KVM (Kernel-based Virtual Machine) is the default hypervisor integrated into the Linux kernel to efficiently create virtualized environments. QEMU emulator and virtIO drivers emulate virtual hardware accessed by the VM Guest OS like disk, network adapters, graphics card and other devices.

Custom networking bridges transparently connect guest VMs while still isolating traffic from the host and between VMs. The libvirt toolkit provides management of all the virtualization infrastructure using CLI and GUI tools like virt-manager.

Creating VM Images with Virt Manager

Virtual machine images in qcow2 format package the bootable VM disk to allow provisioning from known clean OS templates. Common base images for Debian, CentOS, RHEL, and other distributions are available for download.

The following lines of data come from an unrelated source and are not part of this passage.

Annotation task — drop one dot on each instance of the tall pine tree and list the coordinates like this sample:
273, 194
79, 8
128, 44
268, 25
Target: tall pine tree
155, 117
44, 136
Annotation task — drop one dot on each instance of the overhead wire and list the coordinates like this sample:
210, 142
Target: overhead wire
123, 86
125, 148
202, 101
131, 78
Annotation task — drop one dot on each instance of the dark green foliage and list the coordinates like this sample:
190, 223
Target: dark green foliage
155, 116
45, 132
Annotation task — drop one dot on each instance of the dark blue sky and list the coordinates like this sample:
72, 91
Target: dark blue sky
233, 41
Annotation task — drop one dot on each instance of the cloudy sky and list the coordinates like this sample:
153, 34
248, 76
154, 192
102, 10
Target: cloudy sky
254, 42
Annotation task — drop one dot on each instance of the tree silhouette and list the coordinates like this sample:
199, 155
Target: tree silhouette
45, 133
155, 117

# Ubuntu 20.04 cloud image 
$ wget https://cloud-images.ubuntu.com/focal/current/focal-server-cloudimg-amd64.img 

Simplified graphical wizards in Virt Manager guide with creating new VMs images from ISOs, existing disks or cloud images for quick setup.

Allocating vCPUs, Memory and Storage to VMs

Key virtualized hardware like CPU cores, RAM, network interfaces can configured in the domain XML used to define VMs:

<domain type='kvm'>
  <vcpu placement='static'>2</vcpu>
  <memory unit='KiB'>4194304</memory>
  <os>
     ...
  </os>
</domain>  

virsh, Virt Manager or web UIs adjust hardware without needing to shutdown guests for hot plugging support.

Networking Virtual Machines through Bridges and NAT

A Linux bridge interfaces connects VMs to virtual networks and external connectivity:

# Create isolated network bridge
$ sudo brctl addbr vm-net

# List bridges 
$ brctl show 
vm-net
virbr0   

# Connected VM tap devices
$ brctl showstp vm-net

Forwards and routed NAT provides outbound and inbound access while hiding internal VM IPs.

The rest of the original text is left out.